Exceptional treatments

25. In Chapter 10, we have dealt with treatments that require particular safeguards: the so-called 'special' or 'exceptional' treatments. The Adults with Incapacity Act contains provision4 for regulations to specify medical treatment in relation to which the general treatment authority does not apply, and to specify the circumstances in which such treatment may be carried out. We understand that regulations are to be introduced shortly.

26. In general, it is our view that the protection for incapable patients in relation to exceptional treatments should be consistent with that for patients subject to compulsion.
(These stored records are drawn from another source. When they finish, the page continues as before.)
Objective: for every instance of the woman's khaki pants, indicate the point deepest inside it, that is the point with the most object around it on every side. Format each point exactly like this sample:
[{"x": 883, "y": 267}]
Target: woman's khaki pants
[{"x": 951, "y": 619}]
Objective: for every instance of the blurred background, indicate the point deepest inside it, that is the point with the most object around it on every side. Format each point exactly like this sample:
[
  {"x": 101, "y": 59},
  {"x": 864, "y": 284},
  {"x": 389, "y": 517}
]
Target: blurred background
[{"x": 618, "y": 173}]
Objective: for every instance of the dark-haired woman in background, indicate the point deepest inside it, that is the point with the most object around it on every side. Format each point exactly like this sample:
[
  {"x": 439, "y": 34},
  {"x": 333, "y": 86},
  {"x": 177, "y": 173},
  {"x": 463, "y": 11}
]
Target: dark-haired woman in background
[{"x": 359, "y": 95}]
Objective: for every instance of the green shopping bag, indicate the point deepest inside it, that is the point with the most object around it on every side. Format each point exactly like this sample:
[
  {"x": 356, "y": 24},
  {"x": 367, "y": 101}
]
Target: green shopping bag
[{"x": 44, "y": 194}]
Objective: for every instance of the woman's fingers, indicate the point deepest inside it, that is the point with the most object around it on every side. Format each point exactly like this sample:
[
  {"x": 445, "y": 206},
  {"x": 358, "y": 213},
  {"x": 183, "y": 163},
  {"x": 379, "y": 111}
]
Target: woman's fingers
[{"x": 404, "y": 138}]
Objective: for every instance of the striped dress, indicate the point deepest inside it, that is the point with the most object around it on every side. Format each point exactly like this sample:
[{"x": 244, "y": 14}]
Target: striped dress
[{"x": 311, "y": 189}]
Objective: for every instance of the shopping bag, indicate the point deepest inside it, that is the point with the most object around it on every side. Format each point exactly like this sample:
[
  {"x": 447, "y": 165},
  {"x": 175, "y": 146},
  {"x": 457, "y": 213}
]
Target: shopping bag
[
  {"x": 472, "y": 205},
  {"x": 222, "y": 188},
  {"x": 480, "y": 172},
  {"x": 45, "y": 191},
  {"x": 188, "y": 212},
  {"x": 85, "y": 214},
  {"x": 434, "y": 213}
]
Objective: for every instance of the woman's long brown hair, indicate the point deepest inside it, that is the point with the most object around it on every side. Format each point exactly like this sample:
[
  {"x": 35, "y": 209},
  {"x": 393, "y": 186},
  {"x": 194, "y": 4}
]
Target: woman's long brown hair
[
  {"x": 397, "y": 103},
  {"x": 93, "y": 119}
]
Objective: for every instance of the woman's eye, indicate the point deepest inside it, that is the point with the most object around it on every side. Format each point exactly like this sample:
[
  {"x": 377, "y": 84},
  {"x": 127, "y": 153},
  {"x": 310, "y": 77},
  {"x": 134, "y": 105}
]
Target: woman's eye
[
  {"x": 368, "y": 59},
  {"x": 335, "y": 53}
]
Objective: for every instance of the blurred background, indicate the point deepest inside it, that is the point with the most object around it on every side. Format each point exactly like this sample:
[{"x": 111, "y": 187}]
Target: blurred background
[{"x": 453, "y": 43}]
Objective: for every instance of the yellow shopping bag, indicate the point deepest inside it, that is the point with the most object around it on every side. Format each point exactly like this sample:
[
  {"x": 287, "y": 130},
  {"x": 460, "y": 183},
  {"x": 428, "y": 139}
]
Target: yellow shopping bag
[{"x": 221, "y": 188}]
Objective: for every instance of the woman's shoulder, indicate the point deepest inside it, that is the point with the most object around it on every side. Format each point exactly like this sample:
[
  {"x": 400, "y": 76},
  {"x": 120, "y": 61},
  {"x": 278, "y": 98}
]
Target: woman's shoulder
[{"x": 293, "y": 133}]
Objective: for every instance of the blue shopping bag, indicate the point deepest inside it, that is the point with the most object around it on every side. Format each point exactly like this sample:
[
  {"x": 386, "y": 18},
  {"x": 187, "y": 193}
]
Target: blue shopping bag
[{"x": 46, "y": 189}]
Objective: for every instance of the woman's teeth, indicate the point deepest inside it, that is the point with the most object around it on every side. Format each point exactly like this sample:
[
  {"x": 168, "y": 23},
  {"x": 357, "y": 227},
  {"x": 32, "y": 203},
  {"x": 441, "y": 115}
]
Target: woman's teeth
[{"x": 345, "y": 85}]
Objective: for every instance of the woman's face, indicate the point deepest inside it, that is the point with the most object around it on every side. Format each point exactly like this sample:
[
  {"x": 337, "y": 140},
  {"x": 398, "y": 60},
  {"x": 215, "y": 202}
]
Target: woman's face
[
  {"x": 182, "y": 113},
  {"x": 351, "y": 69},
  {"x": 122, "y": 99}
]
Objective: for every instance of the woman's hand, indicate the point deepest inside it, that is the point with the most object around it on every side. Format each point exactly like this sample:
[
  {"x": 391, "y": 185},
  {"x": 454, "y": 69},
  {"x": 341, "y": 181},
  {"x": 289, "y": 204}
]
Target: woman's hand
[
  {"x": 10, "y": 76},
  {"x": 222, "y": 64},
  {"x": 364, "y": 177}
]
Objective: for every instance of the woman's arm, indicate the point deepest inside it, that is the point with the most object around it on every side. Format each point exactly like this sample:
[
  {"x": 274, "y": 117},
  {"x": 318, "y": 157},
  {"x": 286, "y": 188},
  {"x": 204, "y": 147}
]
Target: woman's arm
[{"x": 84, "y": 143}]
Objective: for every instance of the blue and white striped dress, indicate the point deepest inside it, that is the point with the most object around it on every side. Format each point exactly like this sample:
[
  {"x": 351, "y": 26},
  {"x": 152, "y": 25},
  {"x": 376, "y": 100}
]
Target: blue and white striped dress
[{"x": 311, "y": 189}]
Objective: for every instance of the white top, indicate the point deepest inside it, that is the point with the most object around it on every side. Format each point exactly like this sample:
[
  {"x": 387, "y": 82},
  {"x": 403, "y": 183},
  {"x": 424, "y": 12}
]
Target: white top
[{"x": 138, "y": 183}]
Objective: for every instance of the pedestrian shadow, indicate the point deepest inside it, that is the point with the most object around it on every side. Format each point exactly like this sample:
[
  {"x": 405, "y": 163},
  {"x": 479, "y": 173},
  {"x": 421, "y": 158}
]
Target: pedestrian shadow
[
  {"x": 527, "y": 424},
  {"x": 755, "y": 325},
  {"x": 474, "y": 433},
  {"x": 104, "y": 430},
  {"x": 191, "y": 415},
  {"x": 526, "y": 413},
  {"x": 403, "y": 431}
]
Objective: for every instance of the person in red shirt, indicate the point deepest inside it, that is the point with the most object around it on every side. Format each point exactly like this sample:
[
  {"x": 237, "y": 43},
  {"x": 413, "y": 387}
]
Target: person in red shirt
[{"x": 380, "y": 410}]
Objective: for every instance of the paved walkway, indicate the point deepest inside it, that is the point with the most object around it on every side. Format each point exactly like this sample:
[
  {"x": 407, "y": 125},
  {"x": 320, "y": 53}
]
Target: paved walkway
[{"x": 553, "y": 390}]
We therefore recommend that the special treatments, and relevant special procedures, dealt with in Chapter 10, also be incorporated into the regulations for exceptional treatments under the Adults with Incapacity Act.

27. This protection should be extended to incapable patients, whether in hospital or the community, and in principle should apply to long term medication for mental disorder, as well as the other treatments covered in Chapter 10. We have heard evidence of concerns that, for example, some patients with dementia in nursing homes may be receiving high doses of anti-psychotic medication, with limited oversight and review by medical professionals. An article in the British Medical Journal in 1996, for example, suggested that there was cause for concern about the level of prescription of neuroleptic drugs to residents in nursing homes5.
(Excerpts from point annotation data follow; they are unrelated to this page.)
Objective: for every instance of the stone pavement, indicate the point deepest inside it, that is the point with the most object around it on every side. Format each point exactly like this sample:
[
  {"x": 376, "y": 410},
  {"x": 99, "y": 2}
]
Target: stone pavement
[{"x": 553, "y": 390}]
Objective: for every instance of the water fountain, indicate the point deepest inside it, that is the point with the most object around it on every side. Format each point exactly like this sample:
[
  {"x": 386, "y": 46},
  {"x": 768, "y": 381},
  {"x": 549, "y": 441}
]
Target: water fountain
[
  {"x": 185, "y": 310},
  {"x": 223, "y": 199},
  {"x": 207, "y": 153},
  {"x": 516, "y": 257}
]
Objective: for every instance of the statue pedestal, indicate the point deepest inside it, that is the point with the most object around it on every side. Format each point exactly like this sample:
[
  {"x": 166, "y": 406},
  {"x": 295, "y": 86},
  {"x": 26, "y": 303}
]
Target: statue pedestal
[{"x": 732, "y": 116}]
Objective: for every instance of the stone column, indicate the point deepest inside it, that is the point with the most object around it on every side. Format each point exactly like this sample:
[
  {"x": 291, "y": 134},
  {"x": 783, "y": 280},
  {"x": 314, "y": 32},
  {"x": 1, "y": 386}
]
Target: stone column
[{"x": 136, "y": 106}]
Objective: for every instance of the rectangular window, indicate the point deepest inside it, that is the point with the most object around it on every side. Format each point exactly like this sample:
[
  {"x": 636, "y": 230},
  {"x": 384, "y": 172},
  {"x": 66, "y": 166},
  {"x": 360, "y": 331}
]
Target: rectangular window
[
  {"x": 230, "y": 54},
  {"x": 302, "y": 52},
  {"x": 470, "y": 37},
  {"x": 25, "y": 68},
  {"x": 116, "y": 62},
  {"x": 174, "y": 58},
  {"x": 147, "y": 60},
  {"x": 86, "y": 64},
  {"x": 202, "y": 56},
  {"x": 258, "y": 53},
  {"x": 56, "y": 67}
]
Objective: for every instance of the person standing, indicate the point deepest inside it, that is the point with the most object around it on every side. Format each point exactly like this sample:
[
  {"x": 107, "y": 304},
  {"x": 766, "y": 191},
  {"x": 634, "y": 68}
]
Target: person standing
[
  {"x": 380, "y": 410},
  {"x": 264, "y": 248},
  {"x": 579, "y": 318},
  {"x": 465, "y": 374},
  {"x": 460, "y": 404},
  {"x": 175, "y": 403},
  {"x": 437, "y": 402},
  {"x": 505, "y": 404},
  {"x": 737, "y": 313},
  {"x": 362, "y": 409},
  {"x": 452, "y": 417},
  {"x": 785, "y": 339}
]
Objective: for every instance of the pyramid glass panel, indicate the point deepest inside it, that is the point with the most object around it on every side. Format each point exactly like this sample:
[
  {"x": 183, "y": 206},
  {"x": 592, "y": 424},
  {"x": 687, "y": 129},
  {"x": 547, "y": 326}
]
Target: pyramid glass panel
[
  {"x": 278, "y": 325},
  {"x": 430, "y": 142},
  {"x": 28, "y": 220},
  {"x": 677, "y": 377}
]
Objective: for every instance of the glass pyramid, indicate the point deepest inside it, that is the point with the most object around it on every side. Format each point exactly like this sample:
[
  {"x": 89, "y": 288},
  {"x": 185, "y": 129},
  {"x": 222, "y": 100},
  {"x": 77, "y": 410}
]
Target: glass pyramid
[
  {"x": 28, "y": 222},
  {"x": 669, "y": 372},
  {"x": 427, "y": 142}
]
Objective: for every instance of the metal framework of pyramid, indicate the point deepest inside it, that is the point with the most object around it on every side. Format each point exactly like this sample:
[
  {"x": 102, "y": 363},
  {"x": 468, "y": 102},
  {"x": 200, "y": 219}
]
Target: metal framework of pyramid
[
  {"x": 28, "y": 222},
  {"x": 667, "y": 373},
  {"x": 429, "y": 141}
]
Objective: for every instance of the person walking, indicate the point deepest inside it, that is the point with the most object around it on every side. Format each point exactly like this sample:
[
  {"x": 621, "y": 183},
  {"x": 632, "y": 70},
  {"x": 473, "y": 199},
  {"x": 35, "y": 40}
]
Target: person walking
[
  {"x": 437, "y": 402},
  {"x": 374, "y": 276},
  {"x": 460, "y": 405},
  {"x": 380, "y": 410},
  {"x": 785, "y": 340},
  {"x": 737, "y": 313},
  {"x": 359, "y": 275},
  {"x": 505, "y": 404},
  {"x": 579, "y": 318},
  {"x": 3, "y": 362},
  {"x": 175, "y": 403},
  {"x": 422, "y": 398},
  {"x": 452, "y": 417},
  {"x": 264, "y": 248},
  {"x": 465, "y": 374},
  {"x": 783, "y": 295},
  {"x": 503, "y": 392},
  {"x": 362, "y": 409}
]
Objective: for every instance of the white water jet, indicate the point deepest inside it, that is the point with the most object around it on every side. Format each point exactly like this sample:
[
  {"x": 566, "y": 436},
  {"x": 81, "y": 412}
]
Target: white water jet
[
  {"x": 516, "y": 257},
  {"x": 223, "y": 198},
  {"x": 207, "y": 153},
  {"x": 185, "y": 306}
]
28. However, there are practical problems in relation to patients in the community. Although we do not have figures for the numbers of patients who would be classed as incapable, and who are in receipt of long term drug treatment for mental disorder, it would be considerable. Several people with expertise in this area suggested that it would simply be impossible for approved 'second opinion' doctors to review them all. We are persuaded that to make this a requirement in every case is not practical.

29. We have also considered whether the second opinion might be obtained locally rather than through the Mental Welfare Commission but we recognise that there are also difficulties in that.
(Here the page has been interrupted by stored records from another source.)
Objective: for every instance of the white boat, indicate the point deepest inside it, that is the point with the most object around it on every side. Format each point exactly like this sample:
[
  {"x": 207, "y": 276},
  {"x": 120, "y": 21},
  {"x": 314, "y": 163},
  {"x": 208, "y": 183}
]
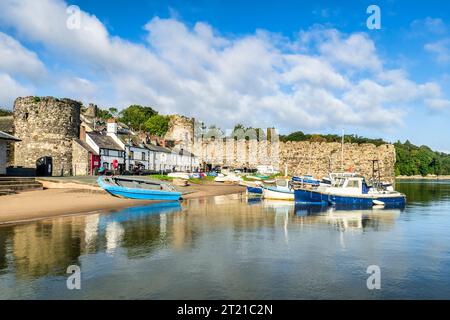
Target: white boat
[
  {"x": 228, "y": 178},
  {"x": 281, "y": 191}
]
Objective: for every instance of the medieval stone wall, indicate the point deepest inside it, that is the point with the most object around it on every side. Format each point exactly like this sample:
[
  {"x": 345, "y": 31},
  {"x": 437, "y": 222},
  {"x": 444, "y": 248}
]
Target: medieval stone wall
[
  {"x": 318, "y": 159},
  {"x": 46, "y": 127},
  {"x": 181, "y": 131},
  {"x": 301, "y": 158},
  {"x": 3, "y": 156}
]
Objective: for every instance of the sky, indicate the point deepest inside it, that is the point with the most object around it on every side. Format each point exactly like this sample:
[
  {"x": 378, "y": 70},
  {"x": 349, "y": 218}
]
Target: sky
[{"x": 313, "y": 66}]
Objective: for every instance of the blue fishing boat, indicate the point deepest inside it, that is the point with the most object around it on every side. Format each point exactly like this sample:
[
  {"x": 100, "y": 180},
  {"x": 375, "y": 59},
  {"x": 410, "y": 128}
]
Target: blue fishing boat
[
  {"x": 351, "y": 190},
  {"x": 254, "y": 190},
  {"x": 138, "y": 188},
  {"x": 281, "y": 191},
  {"x": 306, "y": 180}
]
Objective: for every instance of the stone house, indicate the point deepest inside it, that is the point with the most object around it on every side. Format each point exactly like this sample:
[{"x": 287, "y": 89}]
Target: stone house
[
  {"x": 107, "y": 148},
  {"x": 5, "y": 139},
  {"x": 7, "y": 126},
  {"x": 85, "y": 159}
]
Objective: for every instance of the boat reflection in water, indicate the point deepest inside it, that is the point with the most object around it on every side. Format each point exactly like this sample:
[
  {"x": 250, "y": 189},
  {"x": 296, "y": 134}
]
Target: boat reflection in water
[{"x": 345, "y": 218}]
30. However, we do wish to see some mechanism by which families and others can be reassured that such treatment is appropriate. We therefore propose that any person with an interest in the welfare of an incapable patient, including relatives, guardians, and advocates, should be entitled to require that a second opinion from a doctor approved for the purpose by the Mental Welfare Commission be obtained for any drug treatment for mental disorder which has been given under the authority of the Adults with Incapacity Act for more than two months. In our view, this would be a limited, but useful, safeguard.

31. We recognise that, in itself, it may not deal with every situation where there may be concerns about medication for elderly patients, including those with dementia. However, we believe that the broader issue of the quality of medical care for this vulnerable group is best addressed through the development of guidance and standards by the appropriate regulatory and professional bodies. The increased powers that we recommend in Chapter 23 for the Mental Welfare Commission in relation to facilities in the community, and the regulatory powers to be vested in the Scottish Commission for the Regulation of Care, should also be helpful.

Recommendation 12.4

The provisions to be made for 'exceptional treatments' under s48 of the Adults with Incapacity (Scotland) Act 2000 should be the same as those which we recommend for special treatments under the Mental Health Act, except in the case of patients in the community, for the provisions relating to drug treatment for mental disorder which lasts for over two months.


Recommendation 12.5

Where a patient in the community receives drug treatment for over two months on the basis of an authority to treat conferred by s48 of the Adults with Incapacity (Scotland) Act 2000, the nearest relative, or primary carer, or any other person with an interest in the welfare of the patient should be able to require that a second opinion be obtained by a medical practitioner appointed for the purpose by the Mental Welfare Commission.